Algorithms for numerical transport optimization have applications in a variety of areas such as image processing, medicine, computational cosmology, geosciences, or urban transport. Numerical transport optimization methods have not yet reached their full capacity where they can meet the most demanding practical applications. For example, in cosmology, effective handling of galaxy catalogues with millions of entries for reconstruction of early velocities according to the Zeldovich model is a big challenge. Up to now, there are two principal numerical approaches to optimal transport: In one approach, one chooses a suitable numerical discretization, and optimal transport becomes a large scale combinatorial optimization problem. Alternatively, transport plans can be generated by solutions to suitable partial differential equations. Both cases and their comparison with recent second order cone programming (SOCP) methods that are particularly popular in image processing will be discussed.

http://www.ipam.ucla.edu/programs/otws2/

April 24, 2008
through 4/26/08
Raleigh, NC
Atlantic Coast Symposium on the Mathematical Sciences in Biology and Biomedicine

This symposium will bring together leading researchers devoted to advancing interdisciplinary efforts at the interface of the quantitative, biological, and biomedical sciences to address key challenges in biology and biomedicine. A follow-up to the successful First Atlantic Coast Conference on Mathematics in the Life and Biological Sciences held at Virginia Tech in May 2007, the symposium will feature plenary lectures focused on "big picture" ideas by seven distinguished scientists as well as invited lectures by a host of researchers representing a diverse range of disciplines. The conference will follow a single-session format, with no parallel presentations, to promote discussion and interaction among all attendees. Participation by mathematical scientists, including applied mathematicians, biomathematicians, and statisticians; engineers; and biological and medical scientists interested in exploring the role of quantitative principles in biology and biomedicine is strongly encouraged.

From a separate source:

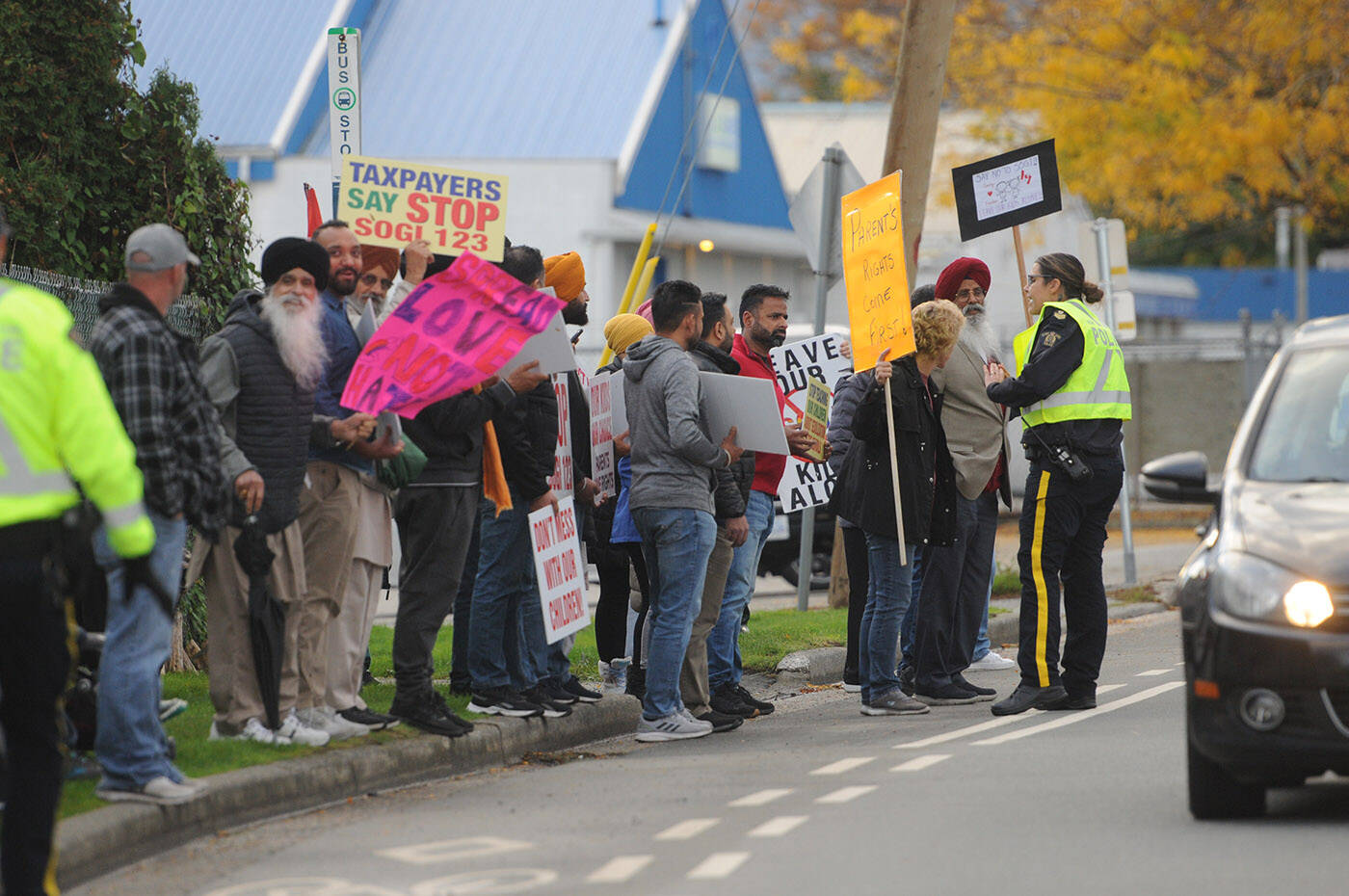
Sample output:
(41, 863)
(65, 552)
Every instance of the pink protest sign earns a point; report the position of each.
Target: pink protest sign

http://www.ncsu.edu/cqsb/acs08.html

April 25, 2008
through 4/27/08
Durham, NC
The Twenty-Third Annual Geometry Festival

Invited Speakers:
Michael Anderson (SUNY at Stony Brook)
Robert Bryant (MSRI on leave from Duke)
Greg Galloway (University of Miami)
Marcus Khuri (SUNY at Stony Brook)
John Lott (University of Michigan)
Duong Phong (Columbia University)
William Minicozzi (Johns Hopkins University)
Jeff Viaclovsky (University of Wisconsin, Madison) 

http://www.math.duke.edu/conferences/geomfest08/

April 30, 2008
through 5/2/08
Montreal, CANADA
5th Montreal Scientific Computing Days

Objectives: To foster scientific exchanges within the scientific computing community; to train senior undergraduate and graduate students, post-doctoral fellows, and young researchers in the form of three minicourses given by world recognized experts in the general areas of scientific computing in Science, Engineering, and Medicine; to maximize interactions between the students, the senior participants, and the main speakers by reserving up to half the time for student presentations; to encourage the participation of non-academic (private or public sector) research or other organizations.